Die meisten, die das Grundeinkommen fordern, blenden diese Frage einfach aus. Sie sprechen von „allen“ und „bedingungslos“, ohne zu hinterfragen, ob das nun alle deutschen Staatsbürger sein sollen, einschließlich aller EU-Bürger oder schlicht wirklich alle Menschen, die in Deutschland leben. Die aktivsten Befürworter, die sich im „Netzwerk Grundeinkommen“ zusammengeschlossen haben, fordern: „Das Grundeinkommen ist ein Menschenrecht, nicht ein Recht, das an eine bestimmte Nationalität gebunden ist. Das Ziel des Netzwerks ist die europa- und weltweite Einführung des Grundeinkommens und der Zugang aller Menschen zu einem Grundeinkommen, egal wo sie leben.“

Damit hängen sie ihr Ziel so hoch, dass es letztlich unerreichbar wird. Ein aus den Steuern der Kapitalbesitzer finanziertes und vom Staat verwaltetes Einkommen ist schließlich nichts anderes als ein radikal reformierter, vereinfachter, aber in seinen Zahlungsvolumina noch deutlich vergrößerter Sozialstaat. Und der ist nicht nur historisch, sondern auch gegenwärtig an den Nationalstaat gebunden. Jedes System der Solidarität setzt, wenn es nachhaltig sein soll, voraus, dass die Gruppe der potentiellen Nehmer beschränkt bleibt und im Großen und Ganzen identisch ist mit der Gruppe der Einzahler.

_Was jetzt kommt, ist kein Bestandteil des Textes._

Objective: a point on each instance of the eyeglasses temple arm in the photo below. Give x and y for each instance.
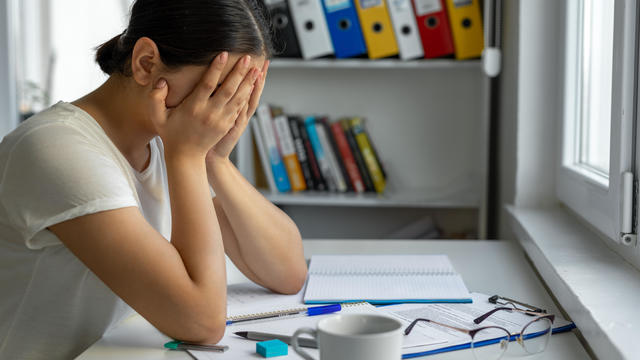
(482, 318)
(410, 327)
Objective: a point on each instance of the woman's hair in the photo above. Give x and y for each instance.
(189, 32)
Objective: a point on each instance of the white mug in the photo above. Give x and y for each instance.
(354, 337)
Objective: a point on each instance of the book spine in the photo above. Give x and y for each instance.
(302, 152)
(288, 151)
(340, 184)
(269, 137)
(364, 144)
(347, 157)
(320, 183)
(357, 155)
(323, 162)
(264, 156)
(336, 154)
(375, 151)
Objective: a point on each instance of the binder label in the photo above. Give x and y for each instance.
(424, 7)
(366, 4)
(336, 5)
(459, 3)
(400, 5)
(270, 3)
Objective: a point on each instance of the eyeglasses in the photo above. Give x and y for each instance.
(491, 342)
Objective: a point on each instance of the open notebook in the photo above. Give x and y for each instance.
(384, 279)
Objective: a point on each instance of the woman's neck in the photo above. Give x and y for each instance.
(115, 105)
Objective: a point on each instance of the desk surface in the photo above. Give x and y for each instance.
(491, 267)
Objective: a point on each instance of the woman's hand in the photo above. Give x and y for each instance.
(202, 120)
(222, 149)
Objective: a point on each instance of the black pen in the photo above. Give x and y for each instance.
(181, 345)
(258, 336)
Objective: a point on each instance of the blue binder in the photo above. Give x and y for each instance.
(344, 28)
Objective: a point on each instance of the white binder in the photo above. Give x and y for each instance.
(405, 28)
(311, 28)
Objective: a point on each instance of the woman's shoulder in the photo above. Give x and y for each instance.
(60, 127)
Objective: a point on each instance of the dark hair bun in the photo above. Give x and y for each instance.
(106, 55)
(189, 32)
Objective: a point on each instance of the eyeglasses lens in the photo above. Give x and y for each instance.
(535, 336)
(490, 343)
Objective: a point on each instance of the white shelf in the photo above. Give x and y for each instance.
(374, 64)
(405, 199)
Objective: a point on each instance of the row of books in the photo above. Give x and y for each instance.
(409, 29)
(312, 153)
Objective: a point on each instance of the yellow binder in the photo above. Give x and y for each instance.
(466, 26)
(377, 28)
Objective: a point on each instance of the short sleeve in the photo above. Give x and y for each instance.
(56, 173)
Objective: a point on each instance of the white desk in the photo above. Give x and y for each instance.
(490, 267)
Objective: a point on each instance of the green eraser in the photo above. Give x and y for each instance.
(272, 348)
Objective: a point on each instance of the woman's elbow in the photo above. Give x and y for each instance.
(206, 332)
(295, 281)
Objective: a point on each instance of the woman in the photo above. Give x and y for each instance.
(92, 190)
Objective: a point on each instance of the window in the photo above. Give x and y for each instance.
(597, 141)
(56, 48)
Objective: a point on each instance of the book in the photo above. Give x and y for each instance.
(271, 146)
(384, 279)
(318, 150)
(303, 158)
(462, 316)
(330, 157)
(357, 155)
(336, 153)
(288, 152)
(347, 157)
(368, 154)
(264, 155)
(319, 182)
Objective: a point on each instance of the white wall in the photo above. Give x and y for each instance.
(8, 100)
(539, 99)
(530, 103)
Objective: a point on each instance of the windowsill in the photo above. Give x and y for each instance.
(597, 288)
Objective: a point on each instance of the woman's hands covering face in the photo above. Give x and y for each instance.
(222, 149)
(201, 121)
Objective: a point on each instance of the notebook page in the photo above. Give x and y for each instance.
(380, 264)
(383, 278)
(250, 298)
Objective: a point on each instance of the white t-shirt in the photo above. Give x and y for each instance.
(56, 166)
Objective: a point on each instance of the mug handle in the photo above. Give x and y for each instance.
(294, 341)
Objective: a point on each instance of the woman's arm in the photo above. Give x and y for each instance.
(261, 240)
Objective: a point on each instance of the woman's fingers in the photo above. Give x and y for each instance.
(257, 92)
(231, 83)
(243, 93)
(158, 110)
(209, 82)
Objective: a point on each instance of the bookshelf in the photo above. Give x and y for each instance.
(427, 120)
(407, 199)
(374, 64)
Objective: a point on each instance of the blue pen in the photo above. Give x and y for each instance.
(312, 311)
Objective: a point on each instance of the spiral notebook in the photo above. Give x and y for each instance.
(384, 279)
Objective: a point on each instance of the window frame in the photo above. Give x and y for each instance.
(596, 201)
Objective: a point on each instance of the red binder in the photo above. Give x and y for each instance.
(433, 24)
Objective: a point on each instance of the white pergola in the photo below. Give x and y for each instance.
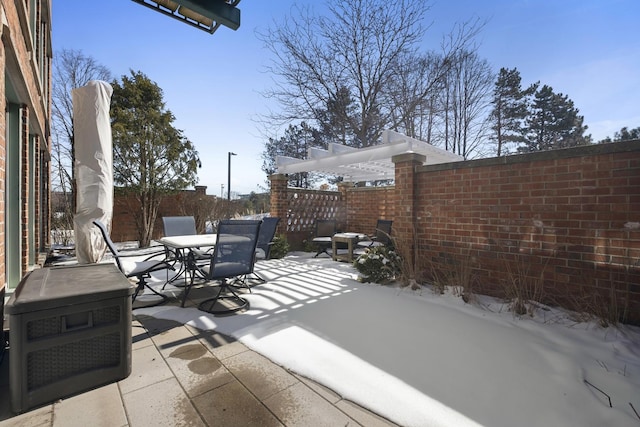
(364, 164)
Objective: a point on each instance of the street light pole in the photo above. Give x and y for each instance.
(229, 176)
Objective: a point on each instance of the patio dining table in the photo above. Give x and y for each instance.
(185, 245)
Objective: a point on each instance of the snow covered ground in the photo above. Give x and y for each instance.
(422, 359)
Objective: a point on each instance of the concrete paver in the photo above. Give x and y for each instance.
(182, 376)
(102, 407)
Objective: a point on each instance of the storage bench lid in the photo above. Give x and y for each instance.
(52, 287)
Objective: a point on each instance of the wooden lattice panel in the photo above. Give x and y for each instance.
(306, 206)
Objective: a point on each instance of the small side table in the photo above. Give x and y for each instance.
(351, 239)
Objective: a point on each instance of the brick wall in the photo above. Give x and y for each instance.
(568, 216)
(567, 220)
(365, 205)
(26, 65)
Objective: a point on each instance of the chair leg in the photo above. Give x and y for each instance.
(142, 283)
(208, 304)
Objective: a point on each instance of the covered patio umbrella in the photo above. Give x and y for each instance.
(93, 168)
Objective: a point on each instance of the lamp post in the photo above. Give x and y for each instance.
(229, 176)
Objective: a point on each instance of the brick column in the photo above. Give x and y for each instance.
(279, 200)
(405, 200)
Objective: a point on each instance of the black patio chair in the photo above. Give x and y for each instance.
(325, 229)
(381, 235)
(263, 247)
(141, 270)
(233, 257)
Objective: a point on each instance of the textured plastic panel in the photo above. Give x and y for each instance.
(70, 331)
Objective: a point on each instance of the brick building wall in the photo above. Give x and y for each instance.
(25, 58)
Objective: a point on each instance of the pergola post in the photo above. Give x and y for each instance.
(404, 224)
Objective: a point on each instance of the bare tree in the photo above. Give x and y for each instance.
(465, 99)
(71, 69)
(353, 53)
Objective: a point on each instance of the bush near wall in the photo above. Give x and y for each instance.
(568, 218)
(560, 226)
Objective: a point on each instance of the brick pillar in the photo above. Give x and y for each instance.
(279, 200)
(404, 222)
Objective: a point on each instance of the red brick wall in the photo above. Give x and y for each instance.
(568, 215)
(22, 61)
(568, 219)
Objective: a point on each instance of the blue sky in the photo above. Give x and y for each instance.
(586, 49)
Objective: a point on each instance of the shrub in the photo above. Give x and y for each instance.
(378, 264)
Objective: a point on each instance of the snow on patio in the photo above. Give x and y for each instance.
(422, 359)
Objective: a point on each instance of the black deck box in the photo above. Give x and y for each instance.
(69, 331)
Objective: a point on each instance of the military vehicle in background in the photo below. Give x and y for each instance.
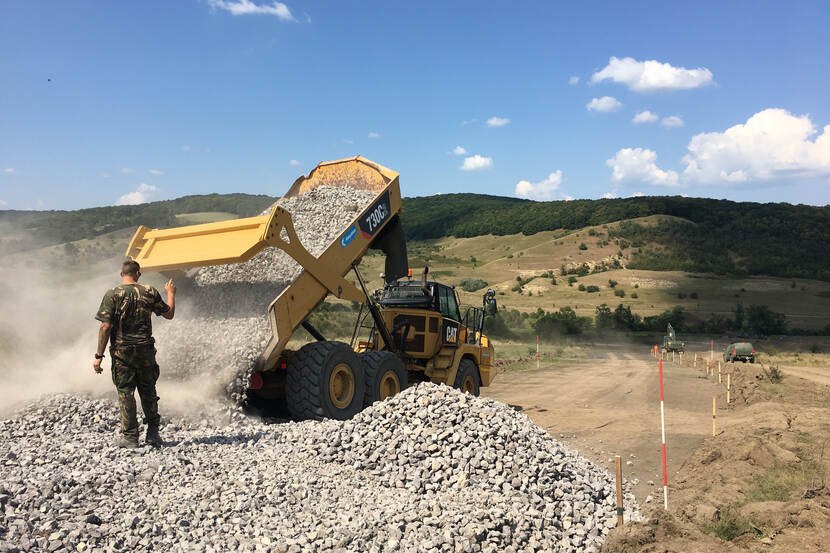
(739, 351)
(670, 341)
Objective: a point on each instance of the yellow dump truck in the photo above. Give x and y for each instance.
(410, 331)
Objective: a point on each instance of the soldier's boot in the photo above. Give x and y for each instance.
(126, 442)
(153, 437)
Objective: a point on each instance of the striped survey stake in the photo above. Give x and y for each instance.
(663, 428)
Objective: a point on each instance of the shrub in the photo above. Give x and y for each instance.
(729, 524)
(774, 374)
(472, 284)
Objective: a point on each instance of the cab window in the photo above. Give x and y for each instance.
(447, 304)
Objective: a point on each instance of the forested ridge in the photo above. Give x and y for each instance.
(720, 236)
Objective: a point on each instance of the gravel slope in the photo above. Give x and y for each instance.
(429, 470)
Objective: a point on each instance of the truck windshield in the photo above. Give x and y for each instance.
(405, 295)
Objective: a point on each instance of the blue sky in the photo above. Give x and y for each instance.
(154, 100)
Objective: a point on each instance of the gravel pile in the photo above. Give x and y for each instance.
(430, 470)
(221, 324)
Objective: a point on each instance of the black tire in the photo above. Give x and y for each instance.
(325, 380)
(385, 375)
(467, 378)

Nettoeinkommen bei verschiedenen Grundeinkommens-Modellen

Die Debatte um die Zukunft der Arbeit und erst recht die Debatte um den Sozialstaat muss aber, wenn sie mehr als Traumtänzerei fabrizieren will, endlich ehrlich geführt werden. Das heißt sie muss unter Einbeziehung der Zuwanderungsrealität geführt werden. Und diese Realität ist entgegen eines sentimentalen Vorurteils von Zuwanderern geprägt, die in der großen Mehrzahl zwar „Flüchtlinge“ genannt werden, es aber streng genommen nicht sind. Denn sie kommen, wie die geringen Asyl-Anerkennungsquoten zeigen, selten wegen Verfolgung in ihrer alten Heimat nach Deutschland, sondern werden vielmehr angezogen von ökonomischen Möglichkeiten und, ja, auch de facto bedingungslos gezahlten Staatsleistungen, die es in ihren Heimatländern so nicht gibt.

Ein in Deutschland eingeführtes Grundeinkommen, das jedem Erdbewohner zustünde, der es irgendwie schafft, Deutschlands Grenzen zu überschreiten, würde die Sogwirkung, die ohnehin vom deutschen Sozialstaat ausgeht, extrem verstärken. 1000 Euro im Monat sind in den meisten Herkunftsländern ein kaum durch Arbeit zu erzielendes Einkommen. Der Grundeinkommensstaat wäre, wenn er sich nicht konsequent gegen ausländische Empfänger abschließt, schnell restlos überfordert.

Wer den Sozialstaat langfristig erhalten oder ihn gar zu einer Instanz für die Auszahlung eines bedingungslosen Einkommens umwandeln will, muss sich also klarmachen, dass das kein Grund- oder Menschenrecht sein kann. Je nachhaltiger und zahlungskräftiger man den Sozialstaat machen will, desto konsequenter muss die Abgrenzung gegen nicht Anspruchsberechtigte sein. Andersherum formuliert: Wer von No-Borders und One-World sprechen will, sollte vom bedingungslosem Grundeinkommen lieber schweigen.